I just read with interest about the results of a new study coming out in an upcoming issue of the Journal of Allergy & Clinical Immunology. The lead investigator is the president of the American Academy of Allergy, Asthma and Immunology (AAAAI), Thomas B. Casale, M.D.
The study, done at Creighton University, looked at the effects of noninhaled, intranasal carbon dioxide (CO2 for short) for seasonal allergic rhinitis, which is just a fancy way of saying nasal allergies.
Patients in the study who received CO2 reported a significant and rapid improvement in congestion, sneezing and other nasal symptoms. Here are some other stats about the study:
- 89 subjects, ages 18 to 75 years, who had at least a 2-year history of seasonal allergies requiring medicine
- 60 received CO2 and 29 received plain air
- Within 30 minutes of taking the CO2, half of the patients who took it reported at least a 50% improvement in their symptoms
- Slightly more than 26% of the patients on plain air reported an improvement
The CO2 is a gas that is allowed to flow through each nostril while you breathe through your mouth to avoid forced inhalation. Two doses 5 minutes apart were given.

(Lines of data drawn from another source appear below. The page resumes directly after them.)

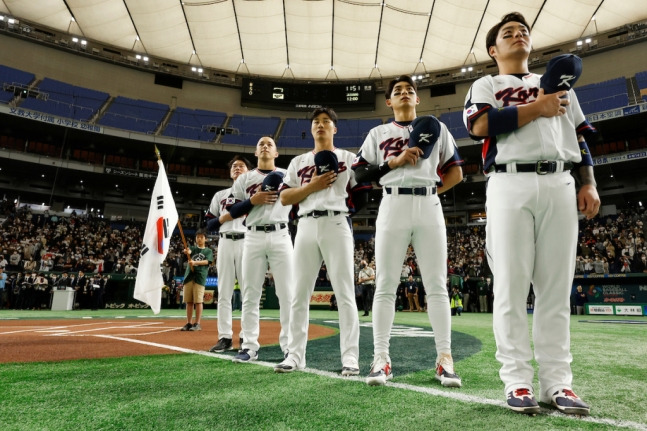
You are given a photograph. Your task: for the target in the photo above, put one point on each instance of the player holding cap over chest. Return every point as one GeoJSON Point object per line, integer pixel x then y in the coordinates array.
{"type": "Point", "coordinates": [323, 185]}
{"type": "Point", "coordinates": [229, 261]}
{"type": "Point", "coordinates": [532, 129]}
{"type": "Point", "coordinates": [267, 241]}
{"type": "Point", "coordinates": [405, 157]}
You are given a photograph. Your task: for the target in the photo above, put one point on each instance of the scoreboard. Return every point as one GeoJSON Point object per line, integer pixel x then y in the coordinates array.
{"type": "Point", "coordinates": [357, 96]}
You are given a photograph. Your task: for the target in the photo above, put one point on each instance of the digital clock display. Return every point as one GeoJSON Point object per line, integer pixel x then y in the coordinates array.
{"type": "Point", "coordinates": [358, 96]}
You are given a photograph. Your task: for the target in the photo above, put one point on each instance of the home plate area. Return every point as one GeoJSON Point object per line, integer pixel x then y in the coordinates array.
{"type": "Point", "coordinates": [60, 340]}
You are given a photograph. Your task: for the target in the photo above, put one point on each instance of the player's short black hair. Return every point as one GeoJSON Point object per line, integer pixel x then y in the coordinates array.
{"type": "Point", "coordinates": [242, 159]}
{"type": "Point", "coordinates": [402, 78]}
{"type": "Point", "coordinates": [490, 39]}
{"type": "Point", "coordinates": [324, 110]}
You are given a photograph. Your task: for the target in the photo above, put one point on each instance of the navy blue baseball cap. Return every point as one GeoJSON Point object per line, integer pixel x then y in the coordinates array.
{"type": "Point", "coordinates": [562, 72]}
{"type": "Point", "coordinates": [326, 161]}
{"type": "Point", "coordinates": [272, 182]}
{"type": "Point", "coordinates": [424, 132]}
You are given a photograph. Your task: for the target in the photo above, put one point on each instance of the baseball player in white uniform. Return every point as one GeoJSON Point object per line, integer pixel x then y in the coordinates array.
{"type": "Point", "coordinates": [323, 234]}
{"type": "Point", "coordinates": [267, 241]}
{"type": "Point", "coordinates": [230, 253]}
{"type": "Point", "coordinates": [531, 140]}
{"type": "Point", "coordinates": [410, 212]}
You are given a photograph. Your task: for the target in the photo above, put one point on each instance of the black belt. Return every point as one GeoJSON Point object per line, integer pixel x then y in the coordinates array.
{"type": "Point", "coordinates": [542, 167]}
{"type": "Point", "coordinates": [234, 236]}
{"type": "Point", "coordinates": [268, 227]}
{"type": "Point", "coordinates": [322, 213]}
{"type": "Point", "coordinates": [416, 191]}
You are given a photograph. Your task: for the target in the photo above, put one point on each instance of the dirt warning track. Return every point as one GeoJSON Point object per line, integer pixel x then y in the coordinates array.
{"type": "Point", "coordinates": [60, 340]}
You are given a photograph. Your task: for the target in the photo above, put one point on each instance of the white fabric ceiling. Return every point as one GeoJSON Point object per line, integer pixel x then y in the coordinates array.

In the study, not only did nasal symptoms improve rapidly (within 10 minutes) and stay away for 24 hours, some lessening of itchy, watery eyes was noted as well.
No significant side effects have been noted with the treatment, although there can be some burning or stinging in the nostrils initially during treatment. So, this treatment approach can probably be used safely long-term.
Obviously, larger studies will be needed to validate the findings of this very small study, but I'm fascinated by the possibilities!